Section 50(2) of the Civil Procedure Code enables a decree holder to execute his decree against the legal representatives of the judgment-debtor, the liability, of course, in execution being confined to the extent of the deceased's property in the hands of the legal representative. That precisely is also the position under Section 128 of the Transfer of Property Act. On a careful consideration of the question, I am unable to see why there should be insistence on another suit against the legal representatives to establish the debt of the donor. There appears to be no conceivable reason or principle which compels such a course. Both on the ground that the universal donees are the legal representatives of the donor and on the ground of their personal liability to qualified extent under the terms of Section 128 of the Transfer of Property Act, I hold that no separate suit is necessary to reach the properties of the donor in execution of the decree against him but that the decree-holder can levy execution straightway against his legal representatives to the extent of the donor's properties in their hands."

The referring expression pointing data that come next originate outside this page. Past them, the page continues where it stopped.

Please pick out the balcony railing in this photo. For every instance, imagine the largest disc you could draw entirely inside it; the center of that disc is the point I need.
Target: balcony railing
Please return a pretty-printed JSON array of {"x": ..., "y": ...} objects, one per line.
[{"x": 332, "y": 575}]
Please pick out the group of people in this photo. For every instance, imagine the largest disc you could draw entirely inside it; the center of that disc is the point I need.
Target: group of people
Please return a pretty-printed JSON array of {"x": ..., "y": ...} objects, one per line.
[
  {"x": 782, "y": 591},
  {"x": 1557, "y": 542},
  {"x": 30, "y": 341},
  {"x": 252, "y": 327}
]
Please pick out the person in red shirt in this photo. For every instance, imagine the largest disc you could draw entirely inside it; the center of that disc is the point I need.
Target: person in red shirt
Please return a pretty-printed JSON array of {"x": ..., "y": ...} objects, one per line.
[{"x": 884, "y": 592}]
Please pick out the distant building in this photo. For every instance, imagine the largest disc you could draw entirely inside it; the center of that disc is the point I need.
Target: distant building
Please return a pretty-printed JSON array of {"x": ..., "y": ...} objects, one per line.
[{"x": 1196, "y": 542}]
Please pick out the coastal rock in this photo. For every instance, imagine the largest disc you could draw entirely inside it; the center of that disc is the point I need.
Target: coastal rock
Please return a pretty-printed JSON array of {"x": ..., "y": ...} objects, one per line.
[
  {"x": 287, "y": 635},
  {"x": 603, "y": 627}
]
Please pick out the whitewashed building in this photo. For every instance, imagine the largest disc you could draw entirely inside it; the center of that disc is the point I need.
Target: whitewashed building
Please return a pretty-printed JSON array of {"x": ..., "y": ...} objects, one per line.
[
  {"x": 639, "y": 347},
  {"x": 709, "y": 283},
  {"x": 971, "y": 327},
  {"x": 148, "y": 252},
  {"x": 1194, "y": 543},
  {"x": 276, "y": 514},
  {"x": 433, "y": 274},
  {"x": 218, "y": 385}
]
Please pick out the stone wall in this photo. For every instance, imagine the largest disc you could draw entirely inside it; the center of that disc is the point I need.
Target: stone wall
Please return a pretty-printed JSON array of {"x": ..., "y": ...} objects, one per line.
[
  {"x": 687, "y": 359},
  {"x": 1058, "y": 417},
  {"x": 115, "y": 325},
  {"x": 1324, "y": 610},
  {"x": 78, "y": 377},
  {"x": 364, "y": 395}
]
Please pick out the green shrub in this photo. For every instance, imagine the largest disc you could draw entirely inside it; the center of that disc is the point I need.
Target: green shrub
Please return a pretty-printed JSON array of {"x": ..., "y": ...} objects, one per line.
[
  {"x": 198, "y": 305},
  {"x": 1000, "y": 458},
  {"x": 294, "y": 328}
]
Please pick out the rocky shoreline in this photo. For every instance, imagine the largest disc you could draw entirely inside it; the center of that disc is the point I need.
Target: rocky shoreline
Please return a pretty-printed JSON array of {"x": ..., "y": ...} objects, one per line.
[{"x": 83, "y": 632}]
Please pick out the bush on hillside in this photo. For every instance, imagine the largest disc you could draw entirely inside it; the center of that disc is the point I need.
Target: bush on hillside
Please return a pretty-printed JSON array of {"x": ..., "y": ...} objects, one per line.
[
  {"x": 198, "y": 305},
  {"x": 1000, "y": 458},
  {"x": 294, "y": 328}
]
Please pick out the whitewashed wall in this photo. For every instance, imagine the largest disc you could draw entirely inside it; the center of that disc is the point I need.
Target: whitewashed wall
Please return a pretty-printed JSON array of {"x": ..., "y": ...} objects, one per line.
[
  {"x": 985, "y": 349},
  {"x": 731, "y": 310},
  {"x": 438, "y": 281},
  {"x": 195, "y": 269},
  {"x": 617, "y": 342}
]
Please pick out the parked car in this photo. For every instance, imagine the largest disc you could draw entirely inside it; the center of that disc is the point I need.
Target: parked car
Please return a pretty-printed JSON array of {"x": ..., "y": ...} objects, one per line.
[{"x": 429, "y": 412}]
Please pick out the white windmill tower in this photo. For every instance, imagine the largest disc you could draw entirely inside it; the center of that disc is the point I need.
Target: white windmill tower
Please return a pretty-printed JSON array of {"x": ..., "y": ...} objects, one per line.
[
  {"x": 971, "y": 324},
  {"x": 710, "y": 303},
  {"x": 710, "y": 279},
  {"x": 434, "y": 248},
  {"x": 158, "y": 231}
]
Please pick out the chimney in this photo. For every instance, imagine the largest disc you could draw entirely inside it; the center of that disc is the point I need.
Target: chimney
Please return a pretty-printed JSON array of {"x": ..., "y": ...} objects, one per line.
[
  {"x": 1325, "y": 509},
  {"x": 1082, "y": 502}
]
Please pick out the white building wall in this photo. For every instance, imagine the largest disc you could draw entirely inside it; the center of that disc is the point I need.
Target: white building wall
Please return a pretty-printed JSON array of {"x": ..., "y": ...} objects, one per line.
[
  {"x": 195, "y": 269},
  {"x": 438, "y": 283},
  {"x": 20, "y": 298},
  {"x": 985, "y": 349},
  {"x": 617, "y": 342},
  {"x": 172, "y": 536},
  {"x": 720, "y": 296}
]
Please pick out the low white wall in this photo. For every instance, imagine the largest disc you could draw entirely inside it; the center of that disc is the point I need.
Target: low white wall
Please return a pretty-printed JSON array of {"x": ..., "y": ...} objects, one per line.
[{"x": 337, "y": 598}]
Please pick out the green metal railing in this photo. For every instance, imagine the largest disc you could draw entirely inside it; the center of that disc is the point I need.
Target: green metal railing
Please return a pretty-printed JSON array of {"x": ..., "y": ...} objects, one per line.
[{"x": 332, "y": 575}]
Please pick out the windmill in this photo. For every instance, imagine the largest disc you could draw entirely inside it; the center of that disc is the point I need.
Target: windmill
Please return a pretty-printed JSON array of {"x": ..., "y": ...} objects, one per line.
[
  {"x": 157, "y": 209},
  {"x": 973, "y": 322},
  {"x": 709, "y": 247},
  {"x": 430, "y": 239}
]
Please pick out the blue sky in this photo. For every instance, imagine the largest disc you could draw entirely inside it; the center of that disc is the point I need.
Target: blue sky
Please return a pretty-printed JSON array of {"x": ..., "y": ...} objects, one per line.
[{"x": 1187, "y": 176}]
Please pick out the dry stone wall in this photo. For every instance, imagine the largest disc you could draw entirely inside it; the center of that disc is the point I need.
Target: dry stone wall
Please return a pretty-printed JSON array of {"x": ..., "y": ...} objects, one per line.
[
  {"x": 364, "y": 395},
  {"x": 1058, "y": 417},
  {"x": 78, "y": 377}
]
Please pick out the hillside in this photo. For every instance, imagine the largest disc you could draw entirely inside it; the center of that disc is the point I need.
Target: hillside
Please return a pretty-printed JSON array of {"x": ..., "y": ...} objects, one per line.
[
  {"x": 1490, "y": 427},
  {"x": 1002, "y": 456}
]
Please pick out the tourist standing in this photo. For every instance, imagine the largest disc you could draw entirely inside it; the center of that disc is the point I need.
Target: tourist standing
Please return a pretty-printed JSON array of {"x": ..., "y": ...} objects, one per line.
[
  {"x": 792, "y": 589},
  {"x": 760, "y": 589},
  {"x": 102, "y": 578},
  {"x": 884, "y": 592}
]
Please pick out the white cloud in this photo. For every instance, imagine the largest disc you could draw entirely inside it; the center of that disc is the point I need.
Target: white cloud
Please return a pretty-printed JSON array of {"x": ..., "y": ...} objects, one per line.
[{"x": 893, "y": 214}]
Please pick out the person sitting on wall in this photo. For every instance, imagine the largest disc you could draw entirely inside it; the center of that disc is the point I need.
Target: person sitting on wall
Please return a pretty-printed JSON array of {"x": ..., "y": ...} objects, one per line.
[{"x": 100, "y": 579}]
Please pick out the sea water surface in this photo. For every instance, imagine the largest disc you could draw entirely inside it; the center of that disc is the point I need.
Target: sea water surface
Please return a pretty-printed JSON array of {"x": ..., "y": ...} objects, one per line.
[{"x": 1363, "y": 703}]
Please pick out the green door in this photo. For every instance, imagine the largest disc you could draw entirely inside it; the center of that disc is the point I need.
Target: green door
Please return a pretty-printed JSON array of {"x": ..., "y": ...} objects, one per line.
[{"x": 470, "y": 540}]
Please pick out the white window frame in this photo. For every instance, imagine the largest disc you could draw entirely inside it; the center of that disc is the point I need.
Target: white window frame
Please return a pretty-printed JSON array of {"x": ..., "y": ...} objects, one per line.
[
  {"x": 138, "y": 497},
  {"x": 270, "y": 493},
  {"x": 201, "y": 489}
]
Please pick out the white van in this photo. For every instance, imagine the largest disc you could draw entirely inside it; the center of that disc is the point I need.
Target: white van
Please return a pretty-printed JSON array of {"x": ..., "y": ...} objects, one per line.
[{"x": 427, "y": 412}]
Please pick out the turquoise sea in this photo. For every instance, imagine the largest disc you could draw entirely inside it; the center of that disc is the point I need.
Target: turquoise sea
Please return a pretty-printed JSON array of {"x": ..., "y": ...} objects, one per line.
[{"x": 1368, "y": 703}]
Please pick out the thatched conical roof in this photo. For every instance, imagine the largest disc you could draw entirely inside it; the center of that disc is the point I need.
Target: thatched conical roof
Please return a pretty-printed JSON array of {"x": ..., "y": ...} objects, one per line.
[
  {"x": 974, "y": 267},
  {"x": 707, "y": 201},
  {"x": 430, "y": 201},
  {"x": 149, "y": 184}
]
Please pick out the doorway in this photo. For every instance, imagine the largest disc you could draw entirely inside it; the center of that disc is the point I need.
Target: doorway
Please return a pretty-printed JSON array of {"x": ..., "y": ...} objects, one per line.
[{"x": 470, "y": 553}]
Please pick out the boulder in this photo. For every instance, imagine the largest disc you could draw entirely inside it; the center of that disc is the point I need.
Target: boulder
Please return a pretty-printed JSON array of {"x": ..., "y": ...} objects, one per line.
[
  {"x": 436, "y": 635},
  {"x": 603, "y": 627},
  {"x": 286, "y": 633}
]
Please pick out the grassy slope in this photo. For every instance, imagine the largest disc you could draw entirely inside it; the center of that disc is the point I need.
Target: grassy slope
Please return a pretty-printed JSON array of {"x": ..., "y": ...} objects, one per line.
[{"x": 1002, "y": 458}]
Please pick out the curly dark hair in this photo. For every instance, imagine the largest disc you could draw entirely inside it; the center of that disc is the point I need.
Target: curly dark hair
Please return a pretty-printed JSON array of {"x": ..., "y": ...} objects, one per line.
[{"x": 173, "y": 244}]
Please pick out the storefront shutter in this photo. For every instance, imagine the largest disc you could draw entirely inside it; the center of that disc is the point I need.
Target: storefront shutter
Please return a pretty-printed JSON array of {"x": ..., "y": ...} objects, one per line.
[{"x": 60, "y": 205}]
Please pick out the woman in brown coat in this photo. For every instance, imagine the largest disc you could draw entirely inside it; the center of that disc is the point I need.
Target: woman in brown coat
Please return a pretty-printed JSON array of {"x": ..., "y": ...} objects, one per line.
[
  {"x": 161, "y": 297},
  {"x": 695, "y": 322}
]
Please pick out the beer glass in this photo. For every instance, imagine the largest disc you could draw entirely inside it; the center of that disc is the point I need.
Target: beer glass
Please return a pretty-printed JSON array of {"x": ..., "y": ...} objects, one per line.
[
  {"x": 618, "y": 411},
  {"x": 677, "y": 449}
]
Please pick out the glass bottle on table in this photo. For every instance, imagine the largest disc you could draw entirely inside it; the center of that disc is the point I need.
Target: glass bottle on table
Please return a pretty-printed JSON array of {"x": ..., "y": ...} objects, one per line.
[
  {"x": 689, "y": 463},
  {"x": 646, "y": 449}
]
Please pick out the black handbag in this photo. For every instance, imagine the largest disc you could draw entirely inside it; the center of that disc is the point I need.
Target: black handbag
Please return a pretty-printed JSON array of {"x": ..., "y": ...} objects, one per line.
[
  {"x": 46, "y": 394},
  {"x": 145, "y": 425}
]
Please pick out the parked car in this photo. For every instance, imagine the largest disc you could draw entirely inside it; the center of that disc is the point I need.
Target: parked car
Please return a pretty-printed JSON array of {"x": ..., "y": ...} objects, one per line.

From the abovesaid decision it is clear that the petitioners are the legal representatives of the fourth defendant and they are liable to discharge the liability to the extent of the deceased's property in question and no separate suit need be filed. In view of the above finding I am not going into the other question, viz, whether the suit is sustainable under Order 34, Rule 1 of the Code, without impleading the petitioners.

In view of the above, the order of the Court below is sustainable in law. Consequently, this revision is dismissed. No costs. C.M.P.No. 13227 of 1993 is closed.